I have eight-year-olds.
I have two of them right now.
They have no idea what bills are being passed.
The state legislature?
Let's go to the state capitol and lobby over bills?
They're not thinking about that.
You know what my son is thinking about?
He's thinking about he wants to go outside and run around and wrestle around with his brother.
And throw rocks at various objects.
They could go outside, and that's an afternoon.
I mean, just picking up rocks and throwing them at trees.
I've told them, don't throw them at anything that's alive, but other than that, throw all you want.
That's what they're thinking about.
No eight-year-old.
So we're supposed to believe that this eight-year-old has chosen to become a political advocate, has chosen to be the face of transgender rights in Texas, just like we're supposed to believe that at four years old, this boy discovered his inner female identity.

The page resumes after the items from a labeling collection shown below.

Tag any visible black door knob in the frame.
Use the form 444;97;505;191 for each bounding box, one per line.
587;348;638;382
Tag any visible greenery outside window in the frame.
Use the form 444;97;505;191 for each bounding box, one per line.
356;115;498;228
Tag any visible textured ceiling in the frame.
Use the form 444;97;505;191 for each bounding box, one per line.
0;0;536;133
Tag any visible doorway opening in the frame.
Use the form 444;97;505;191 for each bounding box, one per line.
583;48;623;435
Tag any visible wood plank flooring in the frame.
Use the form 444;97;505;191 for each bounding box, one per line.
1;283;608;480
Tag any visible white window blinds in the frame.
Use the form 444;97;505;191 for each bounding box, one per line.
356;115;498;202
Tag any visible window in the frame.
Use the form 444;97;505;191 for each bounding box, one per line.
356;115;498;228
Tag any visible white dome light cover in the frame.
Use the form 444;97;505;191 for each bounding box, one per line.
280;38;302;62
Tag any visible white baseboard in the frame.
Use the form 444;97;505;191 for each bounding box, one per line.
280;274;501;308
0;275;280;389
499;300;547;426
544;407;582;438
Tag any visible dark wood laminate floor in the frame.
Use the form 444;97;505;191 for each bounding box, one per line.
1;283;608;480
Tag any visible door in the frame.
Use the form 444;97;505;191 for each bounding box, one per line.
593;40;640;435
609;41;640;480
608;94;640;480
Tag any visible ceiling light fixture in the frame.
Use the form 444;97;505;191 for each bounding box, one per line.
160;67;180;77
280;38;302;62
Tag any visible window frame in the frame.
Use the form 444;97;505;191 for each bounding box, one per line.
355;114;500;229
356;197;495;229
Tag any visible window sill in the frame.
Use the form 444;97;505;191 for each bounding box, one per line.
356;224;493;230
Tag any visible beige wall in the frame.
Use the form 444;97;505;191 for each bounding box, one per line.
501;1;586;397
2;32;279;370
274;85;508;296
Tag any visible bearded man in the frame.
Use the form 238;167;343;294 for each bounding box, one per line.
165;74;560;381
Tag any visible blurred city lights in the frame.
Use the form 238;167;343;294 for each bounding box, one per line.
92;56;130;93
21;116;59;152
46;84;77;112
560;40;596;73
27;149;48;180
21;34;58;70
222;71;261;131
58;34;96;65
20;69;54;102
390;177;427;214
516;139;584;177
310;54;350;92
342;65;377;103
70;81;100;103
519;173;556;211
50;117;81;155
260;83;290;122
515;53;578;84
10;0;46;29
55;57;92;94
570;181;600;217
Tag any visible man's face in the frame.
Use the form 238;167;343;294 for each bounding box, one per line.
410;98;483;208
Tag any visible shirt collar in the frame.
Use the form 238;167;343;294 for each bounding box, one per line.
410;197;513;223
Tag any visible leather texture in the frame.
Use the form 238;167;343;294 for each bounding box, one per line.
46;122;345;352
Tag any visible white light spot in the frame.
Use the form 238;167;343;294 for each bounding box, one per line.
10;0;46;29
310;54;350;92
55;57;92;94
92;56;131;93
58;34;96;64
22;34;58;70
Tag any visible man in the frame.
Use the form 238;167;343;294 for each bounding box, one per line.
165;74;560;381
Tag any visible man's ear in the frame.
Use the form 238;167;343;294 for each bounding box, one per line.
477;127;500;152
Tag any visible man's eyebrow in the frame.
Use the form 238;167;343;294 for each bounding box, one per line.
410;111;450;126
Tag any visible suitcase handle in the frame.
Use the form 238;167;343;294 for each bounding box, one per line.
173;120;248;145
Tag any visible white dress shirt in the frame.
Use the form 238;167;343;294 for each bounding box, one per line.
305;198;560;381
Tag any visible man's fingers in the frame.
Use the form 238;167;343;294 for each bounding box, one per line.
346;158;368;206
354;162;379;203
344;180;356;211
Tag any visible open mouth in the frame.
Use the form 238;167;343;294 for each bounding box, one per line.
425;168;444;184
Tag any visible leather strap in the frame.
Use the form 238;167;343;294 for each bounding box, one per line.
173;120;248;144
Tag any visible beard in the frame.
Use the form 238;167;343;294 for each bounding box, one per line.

And that mother says, well, there's a difference between saying, I want to be a girl and I am a girl.
Yeah, really?
What's the difference exactly?
What is the difference when a four-year-old says it?
Is there a difference when a four-year-old says, I am a lion versus I want to be a lion?
There's no response.
This, of course, is the point that we on the sane side have been making.
One of the points, which is that little kids have no concept of their own identity.
They have extremely active imaginations.
They get into phases that can last sometimes for months or years even.
And sometimes kind of weird phases where they get really obsessed with a certain idea or concept or imaginary thing.
That's all perfectly normal for kids.
Which is why a young child can claim to be an animal or a superhero or some sort of mythological being and really believe it on some level.
Because to them, the distinction between playing pretend, between using your imagination and reality, there is really no distinction.
That's why at four years old, you could have a kid who almost every parent on the planet at one point has had a conversation with their child about how there's no monsters in the closet.
Here, I'll open up the closet for you.
Shine a light into it.
There's no monsters.
You see?
There's nothing in there.
But they don't understand that because in their heads, they feel like there's monsters in the closet.
And so the idea that they could feel that something is true, and yet it not actually be true, that's not something that they can wrap their heads around yet.
So we keep making this point, and the other side, all they do is scoff at it.
Oh, this is totally different.
A four-year-old boy saying he's a girl is not the same as a four-year-old boy saying he's a dog.
Really, it isn't?
How's it any different?
Tell me.
If we on the sane side, if we ran society, and if we had not ceded and surrendered our
society the way that we have, that mother would be going to prison for the rest of her
life, which is where she belongs.
[BLANK_AUDIO]
This is her.
This, as I always say, this is Munchausen by proxy.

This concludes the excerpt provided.